April 19, 2019 - TRA Newswire -

Union Pacific is scaling back construction of its massive Brazos Valley rail yard in Robertson County, Northwest of Houston, a little more than a year after the project broke ground.

Union Pacific initiated Unified Plan 2020 last year which relies on Precision Scheduled Railroading to run fewer but longer trains with less dwell time at rail yards along a route. The $550 million rail yard represented the largest capital investment in a single facility in the company's 155-year history. Brazos Yard was to have the capacity to switch up to 1,300 rail cars per day, making it one of the highest capacity yards on Union Pacific's 23-state network.

While the Brazos Yard will not be decommissioned it will still serve its purpose for classifying trains by flat switching for some regions. The company had begun building a hump yard in early 2018.  The hump yard was to break down trains into individual cars and then redirect them to different tracks, reassemble the trains and send them to their next destination.

“We didn’t need Brazos as soon as we originally thought we did,” Chief Executive Lance Fritz said in an interview.


Other humps yards are being decommissioned in Oregon and Arkansas, shifting that work to other sites. Flat switching will still occur at those sites.

Unified 2020 is based on an operating model implemented by late railroad executive Hunter Harrison who passed away while leading CSX Corp.
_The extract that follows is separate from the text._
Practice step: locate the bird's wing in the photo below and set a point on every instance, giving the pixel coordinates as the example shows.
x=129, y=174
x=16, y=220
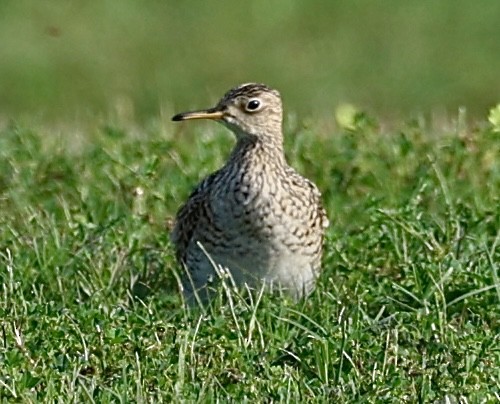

Harrison thought that hump yards  were costly and not very efficient as he favored flat switching.



Even with bad weather in the first quarter of 2019 Union Pacific's profits jumped 6% with the average train length up 7%.

Union Pacific's Jim Vena told analysts that productivity is up in the first three months thanks to their Unified 2020 plan. "We're moving more rail cars on the same number of trains."